Chicago Public Schools, or CPS, just found out the price of its long history of financial mismanagement: punishingly high interest rates and a lack of appetite from lenders.
CPS borrowed $725 million on Feb. 3 to refinance old debt and to prop up the district’s deficit-filled budget. The bond issue was a postponed a week earlier due to investor concerns over the district’s fiscal condition.
CPS will pay an extraordinarily high interest rate of 8.5 percent on its tax-exempt bonds, 5.8 percentage points higher than the 2.7 percent interest that triple-A institutions pay.
And despite those massive interest rates, the district only managed to sell $725 million out of an originally expected $795 million in tax-exempt bonds, demonstrating that CPS couldn’t attract enough investors to meet its needs.
The outcome of the Feb. 3 sale is not surprising, as the nation’s three leading ratings agencies have downgraded CPS’ credit repeatedly – deep into junk status.

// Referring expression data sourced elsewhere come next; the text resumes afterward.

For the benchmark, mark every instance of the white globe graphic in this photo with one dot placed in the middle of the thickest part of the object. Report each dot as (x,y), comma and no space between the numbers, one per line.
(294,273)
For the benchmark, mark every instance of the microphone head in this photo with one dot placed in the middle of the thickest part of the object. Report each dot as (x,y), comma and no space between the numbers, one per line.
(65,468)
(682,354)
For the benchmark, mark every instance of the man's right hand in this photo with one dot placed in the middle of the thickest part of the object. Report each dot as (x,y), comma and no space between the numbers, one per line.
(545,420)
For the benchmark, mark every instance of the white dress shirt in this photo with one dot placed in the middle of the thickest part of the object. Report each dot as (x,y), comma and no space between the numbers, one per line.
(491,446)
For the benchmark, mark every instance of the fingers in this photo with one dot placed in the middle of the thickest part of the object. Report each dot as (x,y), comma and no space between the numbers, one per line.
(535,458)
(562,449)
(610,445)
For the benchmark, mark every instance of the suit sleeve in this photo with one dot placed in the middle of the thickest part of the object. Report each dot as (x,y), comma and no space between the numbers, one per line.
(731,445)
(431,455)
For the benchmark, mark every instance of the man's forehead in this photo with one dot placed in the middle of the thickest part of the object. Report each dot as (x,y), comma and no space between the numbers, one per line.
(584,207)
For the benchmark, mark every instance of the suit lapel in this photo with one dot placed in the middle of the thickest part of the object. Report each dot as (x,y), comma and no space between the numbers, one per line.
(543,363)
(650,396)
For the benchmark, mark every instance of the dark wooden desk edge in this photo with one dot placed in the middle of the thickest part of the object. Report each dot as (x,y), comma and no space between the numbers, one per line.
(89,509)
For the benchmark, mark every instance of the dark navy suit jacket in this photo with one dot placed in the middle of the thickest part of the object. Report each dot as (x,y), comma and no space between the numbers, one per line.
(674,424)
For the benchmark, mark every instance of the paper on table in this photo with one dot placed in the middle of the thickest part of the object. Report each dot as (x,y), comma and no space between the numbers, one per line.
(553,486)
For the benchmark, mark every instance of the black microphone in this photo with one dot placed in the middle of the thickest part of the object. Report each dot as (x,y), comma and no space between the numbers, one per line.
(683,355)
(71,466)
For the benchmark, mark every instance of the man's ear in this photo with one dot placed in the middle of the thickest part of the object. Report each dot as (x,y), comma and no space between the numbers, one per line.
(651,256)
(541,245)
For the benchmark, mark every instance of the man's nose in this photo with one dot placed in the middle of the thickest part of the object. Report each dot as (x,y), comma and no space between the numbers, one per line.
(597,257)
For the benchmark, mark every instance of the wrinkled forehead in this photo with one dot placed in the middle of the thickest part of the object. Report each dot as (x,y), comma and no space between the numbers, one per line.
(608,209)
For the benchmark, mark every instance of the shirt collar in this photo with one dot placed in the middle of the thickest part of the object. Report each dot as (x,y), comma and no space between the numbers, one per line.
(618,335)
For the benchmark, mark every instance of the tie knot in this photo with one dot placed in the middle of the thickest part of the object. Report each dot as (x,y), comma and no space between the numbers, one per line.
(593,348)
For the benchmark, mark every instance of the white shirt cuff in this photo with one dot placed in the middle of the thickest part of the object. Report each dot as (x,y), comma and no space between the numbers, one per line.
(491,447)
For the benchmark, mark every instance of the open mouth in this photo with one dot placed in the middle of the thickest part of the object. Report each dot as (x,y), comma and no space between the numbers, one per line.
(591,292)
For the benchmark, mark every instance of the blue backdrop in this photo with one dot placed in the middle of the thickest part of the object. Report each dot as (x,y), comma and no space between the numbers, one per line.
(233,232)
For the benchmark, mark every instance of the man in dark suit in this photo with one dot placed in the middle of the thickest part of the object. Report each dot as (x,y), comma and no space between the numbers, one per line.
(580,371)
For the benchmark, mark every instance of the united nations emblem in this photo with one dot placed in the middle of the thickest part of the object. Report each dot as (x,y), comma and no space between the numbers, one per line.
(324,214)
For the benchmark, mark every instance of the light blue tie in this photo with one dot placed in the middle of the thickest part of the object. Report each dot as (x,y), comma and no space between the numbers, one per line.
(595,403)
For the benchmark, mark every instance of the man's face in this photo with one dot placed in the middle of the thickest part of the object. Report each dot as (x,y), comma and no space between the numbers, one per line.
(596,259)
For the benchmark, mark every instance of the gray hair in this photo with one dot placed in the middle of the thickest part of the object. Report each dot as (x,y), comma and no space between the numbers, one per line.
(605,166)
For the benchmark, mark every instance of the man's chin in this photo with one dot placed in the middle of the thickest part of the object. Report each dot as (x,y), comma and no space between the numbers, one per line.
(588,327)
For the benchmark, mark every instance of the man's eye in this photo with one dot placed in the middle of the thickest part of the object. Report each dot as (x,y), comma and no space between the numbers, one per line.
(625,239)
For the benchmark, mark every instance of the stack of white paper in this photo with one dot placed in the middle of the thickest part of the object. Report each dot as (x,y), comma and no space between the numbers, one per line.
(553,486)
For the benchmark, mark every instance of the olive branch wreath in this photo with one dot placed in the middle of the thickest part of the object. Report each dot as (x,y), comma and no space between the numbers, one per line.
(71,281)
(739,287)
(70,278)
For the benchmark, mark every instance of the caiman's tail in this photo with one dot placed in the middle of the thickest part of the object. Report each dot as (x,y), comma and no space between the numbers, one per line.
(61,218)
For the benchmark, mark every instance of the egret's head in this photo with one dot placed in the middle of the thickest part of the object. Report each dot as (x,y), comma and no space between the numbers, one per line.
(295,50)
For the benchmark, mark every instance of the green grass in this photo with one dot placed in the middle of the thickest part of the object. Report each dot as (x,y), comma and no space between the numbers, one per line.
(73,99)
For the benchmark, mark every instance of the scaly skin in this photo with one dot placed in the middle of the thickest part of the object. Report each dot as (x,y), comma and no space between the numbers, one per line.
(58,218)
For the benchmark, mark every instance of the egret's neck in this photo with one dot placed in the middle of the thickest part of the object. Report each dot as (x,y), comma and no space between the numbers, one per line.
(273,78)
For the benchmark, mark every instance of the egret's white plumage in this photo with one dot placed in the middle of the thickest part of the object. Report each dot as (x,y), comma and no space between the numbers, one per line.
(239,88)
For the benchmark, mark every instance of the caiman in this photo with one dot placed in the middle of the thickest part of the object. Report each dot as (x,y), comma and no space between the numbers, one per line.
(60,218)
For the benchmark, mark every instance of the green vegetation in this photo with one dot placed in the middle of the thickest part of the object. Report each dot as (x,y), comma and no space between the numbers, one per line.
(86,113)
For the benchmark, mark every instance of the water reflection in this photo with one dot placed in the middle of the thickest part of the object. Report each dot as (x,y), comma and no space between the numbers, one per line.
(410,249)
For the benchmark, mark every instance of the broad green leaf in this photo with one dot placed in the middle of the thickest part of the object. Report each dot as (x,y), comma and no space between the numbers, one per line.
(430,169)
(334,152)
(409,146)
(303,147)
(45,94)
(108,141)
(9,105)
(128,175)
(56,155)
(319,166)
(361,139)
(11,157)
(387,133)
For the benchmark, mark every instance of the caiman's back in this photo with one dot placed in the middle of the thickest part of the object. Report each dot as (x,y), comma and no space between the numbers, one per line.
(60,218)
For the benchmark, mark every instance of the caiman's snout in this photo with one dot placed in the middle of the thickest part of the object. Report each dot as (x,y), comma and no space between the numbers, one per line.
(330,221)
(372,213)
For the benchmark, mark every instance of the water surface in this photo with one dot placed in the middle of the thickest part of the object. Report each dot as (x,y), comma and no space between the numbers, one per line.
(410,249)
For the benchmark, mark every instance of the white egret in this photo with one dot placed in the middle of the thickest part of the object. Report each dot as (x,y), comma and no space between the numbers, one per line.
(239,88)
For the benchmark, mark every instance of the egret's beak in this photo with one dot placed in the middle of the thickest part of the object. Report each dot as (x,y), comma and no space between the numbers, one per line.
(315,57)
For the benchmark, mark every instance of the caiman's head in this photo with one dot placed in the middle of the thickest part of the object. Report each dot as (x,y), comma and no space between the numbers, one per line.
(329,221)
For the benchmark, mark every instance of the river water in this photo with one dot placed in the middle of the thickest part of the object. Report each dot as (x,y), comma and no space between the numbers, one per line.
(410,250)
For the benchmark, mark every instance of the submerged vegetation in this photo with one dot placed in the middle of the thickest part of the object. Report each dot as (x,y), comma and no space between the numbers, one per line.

The district’s borrowing does take pressure off of the district’s immediate cash-flow problem. However, it does nothing to solve CPS’ long-term financial crisis and its structural imbalances – in fact it only makes things worse.
If the district can’t get its structural finances in order, more teacher layoffs, more school closings and large tax increases on Chicagoans are likely.
To avoid that outcome, the district must enact spending reforms; it can no longer continue to kick the can down the road and push massive debts onto the backs of Chicago’s children.
Ending teacher pension pickups is a good first step. But there is much more the district needs to do, such as standing firm on the current negotiations with the Chicago Teachers Union while demanding reasonable concessions, such as a salary freeze.
CPS must also enact reforms that will help stabilize the district’s finances, such as empowering government workers with 401(k)-style retirement plans.